We went on to discover how these selves interact in relationships. Relationships, we discovered, are the interactions of not just two people, but two groups of selves. These interactions follow simple predictable patterns. To move beyond the automatic, unconscious relating of these selves, we entered a new area of exploration and understanding.

As a way of learning about ourselves and others, Voice Dialogue is completely accepting and non-judgmental. It simply looks at what is. Some have called it a Western meditation because, as each self is explored, an awareness of that self develops. This awareness is separate from the self and acts as a witness. It carries with it a memory and an ability to recognize this self as it operates in our lives.

But that is not all that happens. Yes, it is important to have a witness that is aware of a self, but a witness just witnesses. We live in the world, however, not in an ashram. Who lives life? We saw that after we had separated from one of our primary selves, there was a qualitative change in the way we lived our lives. In the deepest spiritual sense, we were separating from who we thought we were and allowing a new process to emerge. We named it an Aware Ego.

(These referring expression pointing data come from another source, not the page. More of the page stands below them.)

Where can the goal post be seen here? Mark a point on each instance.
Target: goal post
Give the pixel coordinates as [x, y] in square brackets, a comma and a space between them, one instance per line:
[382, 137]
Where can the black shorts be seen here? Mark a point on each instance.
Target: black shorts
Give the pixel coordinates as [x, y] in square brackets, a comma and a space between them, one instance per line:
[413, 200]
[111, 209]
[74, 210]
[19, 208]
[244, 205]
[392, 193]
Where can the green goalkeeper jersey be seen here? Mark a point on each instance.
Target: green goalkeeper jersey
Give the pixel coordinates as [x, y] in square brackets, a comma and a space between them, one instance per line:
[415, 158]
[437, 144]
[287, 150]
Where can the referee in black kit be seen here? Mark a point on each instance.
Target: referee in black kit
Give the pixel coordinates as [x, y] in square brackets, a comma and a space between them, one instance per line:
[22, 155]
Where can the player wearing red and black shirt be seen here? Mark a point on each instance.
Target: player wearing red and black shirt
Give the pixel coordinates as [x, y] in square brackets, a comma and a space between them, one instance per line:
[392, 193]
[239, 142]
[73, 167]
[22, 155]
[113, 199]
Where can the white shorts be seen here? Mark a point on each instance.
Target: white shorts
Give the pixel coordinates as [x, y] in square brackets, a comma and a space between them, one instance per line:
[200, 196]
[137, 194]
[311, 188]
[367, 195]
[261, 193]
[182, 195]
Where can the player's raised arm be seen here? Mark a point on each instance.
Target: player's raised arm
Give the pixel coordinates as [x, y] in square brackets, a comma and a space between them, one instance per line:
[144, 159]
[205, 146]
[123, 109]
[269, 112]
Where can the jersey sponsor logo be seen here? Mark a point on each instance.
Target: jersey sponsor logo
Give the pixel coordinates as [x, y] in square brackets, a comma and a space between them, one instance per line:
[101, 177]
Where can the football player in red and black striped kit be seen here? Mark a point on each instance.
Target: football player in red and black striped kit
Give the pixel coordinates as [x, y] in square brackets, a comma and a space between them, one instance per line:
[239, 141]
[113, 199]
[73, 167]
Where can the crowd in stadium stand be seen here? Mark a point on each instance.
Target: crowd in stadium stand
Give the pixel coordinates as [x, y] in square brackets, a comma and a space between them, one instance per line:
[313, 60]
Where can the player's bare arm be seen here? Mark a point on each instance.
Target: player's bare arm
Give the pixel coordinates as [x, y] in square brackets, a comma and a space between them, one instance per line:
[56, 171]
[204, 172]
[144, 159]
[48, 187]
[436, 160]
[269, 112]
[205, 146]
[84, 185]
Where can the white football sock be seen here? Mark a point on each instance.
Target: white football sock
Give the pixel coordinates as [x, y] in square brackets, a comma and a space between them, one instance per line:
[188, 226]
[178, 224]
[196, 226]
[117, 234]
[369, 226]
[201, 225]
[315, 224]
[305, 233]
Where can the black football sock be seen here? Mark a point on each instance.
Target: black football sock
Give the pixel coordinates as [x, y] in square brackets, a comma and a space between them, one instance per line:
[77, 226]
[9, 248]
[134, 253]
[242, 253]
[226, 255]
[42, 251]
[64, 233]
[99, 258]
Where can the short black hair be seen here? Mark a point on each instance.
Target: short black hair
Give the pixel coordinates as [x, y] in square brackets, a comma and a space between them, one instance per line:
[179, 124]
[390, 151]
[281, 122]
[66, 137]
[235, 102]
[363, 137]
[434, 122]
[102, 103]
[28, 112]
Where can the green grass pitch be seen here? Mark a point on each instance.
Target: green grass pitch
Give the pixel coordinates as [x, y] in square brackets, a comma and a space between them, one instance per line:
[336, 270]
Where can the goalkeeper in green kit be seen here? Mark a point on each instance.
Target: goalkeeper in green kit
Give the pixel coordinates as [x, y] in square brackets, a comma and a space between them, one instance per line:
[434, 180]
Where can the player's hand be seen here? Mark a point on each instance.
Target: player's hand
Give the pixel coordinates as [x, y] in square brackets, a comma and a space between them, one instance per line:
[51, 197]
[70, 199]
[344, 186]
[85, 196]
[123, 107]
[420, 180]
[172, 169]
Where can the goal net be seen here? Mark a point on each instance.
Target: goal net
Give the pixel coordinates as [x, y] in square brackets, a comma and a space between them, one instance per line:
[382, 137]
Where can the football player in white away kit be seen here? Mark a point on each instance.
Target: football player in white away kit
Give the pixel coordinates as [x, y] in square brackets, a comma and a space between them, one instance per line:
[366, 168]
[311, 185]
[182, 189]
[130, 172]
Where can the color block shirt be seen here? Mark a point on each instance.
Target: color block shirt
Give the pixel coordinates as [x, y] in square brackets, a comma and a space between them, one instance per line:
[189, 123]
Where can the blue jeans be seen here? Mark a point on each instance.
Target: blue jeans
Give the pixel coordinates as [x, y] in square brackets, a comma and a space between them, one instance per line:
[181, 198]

Voice Dialogue is about separating from the many selves that make up the human psyche and creating this Aware Ego. We do not discard anything. We embrace the selves that are already ours and we add to them those we have disowned. It is as though we were living in ancient Greece and worshipping at the shrines of all the gods and goddesses. We can have our favorites, but we take care not to neglect any of the others.

And as we embrace all that we are, we naturally become more fully human and more compassionate. We don’t have to learn compassion, it just appears. After all, everything out there is within each of us.

We feel that the Aware Ego is an evolutionary step forward. This Aware Ego blends awareness with an experience of selves. It moves beyond duality by carrying the tension of opposites and, because it does so, it allows us real choices in life. It enables us to follow—safely— our unique paths.

As someone wrote to us recently: “There is something built into the method you have seeded which reminds me of a desert proverb: ‘Listen to the path... it is wiser than he who travels it’.”